Wszystko o Patriku Mrazie na Gwizdek24.pl
Kilka dni temu klub prowadzony przez Stanislava Levy'ego rozwiązał kontrakt z Mrazem, ale to był dopiero początek zadymy, bo na jaw zaczęły wychodzić niecodzienne okoliczności afery. Jak się okazało, o podejrzanym stanie kolegi poinformował Łukasz Gikiewicz, który głośno krzyknął na zajęciach: "Z pijakiem trenował nie będę!". Zdaniem Weszlo.com spowodowało to ostry konflikt w szatni. Kapitan drużyny Sebastian Mila miał pretensje do Gikiewicza o jego zachowanie, a w obronie brata stanął rezerwowy bramkarz Rafał. Jak dokładnie było?

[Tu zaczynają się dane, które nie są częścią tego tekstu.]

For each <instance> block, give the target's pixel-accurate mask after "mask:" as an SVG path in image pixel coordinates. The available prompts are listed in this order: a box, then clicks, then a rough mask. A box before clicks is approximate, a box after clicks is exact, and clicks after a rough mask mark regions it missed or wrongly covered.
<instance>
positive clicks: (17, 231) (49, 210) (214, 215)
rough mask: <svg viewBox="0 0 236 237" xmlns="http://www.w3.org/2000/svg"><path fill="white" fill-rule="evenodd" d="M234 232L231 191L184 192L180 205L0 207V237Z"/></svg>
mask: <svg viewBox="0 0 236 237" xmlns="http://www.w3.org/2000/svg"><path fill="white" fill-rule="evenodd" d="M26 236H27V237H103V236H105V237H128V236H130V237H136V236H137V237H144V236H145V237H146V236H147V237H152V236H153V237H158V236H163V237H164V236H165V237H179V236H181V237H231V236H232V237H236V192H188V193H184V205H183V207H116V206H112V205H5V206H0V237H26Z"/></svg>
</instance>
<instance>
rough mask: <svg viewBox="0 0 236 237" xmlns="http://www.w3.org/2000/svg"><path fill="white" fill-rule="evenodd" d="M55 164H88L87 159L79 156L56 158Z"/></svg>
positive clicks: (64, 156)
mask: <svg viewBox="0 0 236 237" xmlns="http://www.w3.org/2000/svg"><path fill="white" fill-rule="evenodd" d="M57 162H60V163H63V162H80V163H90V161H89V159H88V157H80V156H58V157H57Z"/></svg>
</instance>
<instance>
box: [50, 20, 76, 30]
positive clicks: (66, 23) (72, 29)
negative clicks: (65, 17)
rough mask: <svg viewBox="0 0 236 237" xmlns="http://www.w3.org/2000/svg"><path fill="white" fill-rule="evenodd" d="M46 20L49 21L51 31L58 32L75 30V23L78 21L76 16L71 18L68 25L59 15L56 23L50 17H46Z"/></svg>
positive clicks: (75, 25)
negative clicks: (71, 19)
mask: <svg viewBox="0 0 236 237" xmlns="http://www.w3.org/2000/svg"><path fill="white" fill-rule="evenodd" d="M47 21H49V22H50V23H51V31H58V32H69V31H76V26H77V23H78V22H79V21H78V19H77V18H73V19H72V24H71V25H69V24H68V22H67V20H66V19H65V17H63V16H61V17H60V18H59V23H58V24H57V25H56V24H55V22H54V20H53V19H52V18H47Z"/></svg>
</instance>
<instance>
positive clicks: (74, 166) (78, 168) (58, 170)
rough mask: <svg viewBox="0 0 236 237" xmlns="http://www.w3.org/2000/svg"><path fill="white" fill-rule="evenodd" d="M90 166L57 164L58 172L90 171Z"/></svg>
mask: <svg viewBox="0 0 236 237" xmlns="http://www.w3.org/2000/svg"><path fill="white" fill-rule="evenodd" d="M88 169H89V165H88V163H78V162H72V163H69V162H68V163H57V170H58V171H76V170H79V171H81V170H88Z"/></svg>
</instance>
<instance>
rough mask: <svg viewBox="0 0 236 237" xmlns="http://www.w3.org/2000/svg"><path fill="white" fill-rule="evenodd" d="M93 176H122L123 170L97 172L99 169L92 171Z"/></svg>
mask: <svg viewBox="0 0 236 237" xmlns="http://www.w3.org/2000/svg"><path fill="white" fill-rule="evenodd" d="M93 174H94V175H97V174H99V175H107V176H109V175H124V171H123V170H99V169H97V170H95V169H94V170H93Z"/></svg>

Wersja Mraza: - Gikiewicz nie opanował zagranej przeze mnie piłki i zaczął wygadywać głupoty - mówi "SE" Słowak. - Nie wiem, co mu strzeliło do głowy, bo nie byłem pijany! Proszę zapytać któregokolwiek z chłopaków. Każdy potwierdzi moje słowa. A co zdarzyło się w szatni, niech zostanie tajemnicą szatni - mówi nam Słowak.
Wersja Gikiewicza? Tej nie znamy, bo piłkarz nie odbierał od nas telefonu. Za swoje zachowanie zapłacił wysoką cenę, bo zespół odwrócił się od niego. Nie znalazł się w kadrze na mecz z Lechem, a Mila tak skomentował przed kamerami jego nieobecność:
- Atmosfera w szatni Śląska jest świetna, a jak ktoś się wyłamuje, to jest eliminowany - oświadczył kapitan wrocławian.
Kto w tym sporze ma rację? Mraz próbuje się wybielić: - Jeżeli wychodziliśmy na miasto, to całą drużyną, na kolację. Lampka wina czy kufelek piwa jeszcze z nikogo nie zrobiły alkoholika. Nie było żadnych orgii, pijaństwa i baletów do rana - przekonuje nas Słowak. Jednak ciężko uwierzyć w te słowa, bo Śląsk zawiesił go za złamanie regulaminu dyscyplinarnego i to było powodem rozwiązania kontraktu.
Mimo to w trakcie meczu z Lechem zespół wykonał pod jego adresem gest. - Aż mnie ciarki przeszły po plecach, gdy zobaczyłem koszulkę Diaza z tym napisem - powiedział Mraz.
- Tym gestem chcieliśmy podziękować Mrazowi, bo pomógł nam zdobyć mistrzostwo Polski. Nigdy nie widziałem go pijanego na treningu. Życzymy mu powodzenia w nowym klubie. I tyle - powiedział nam Sebastian Mila.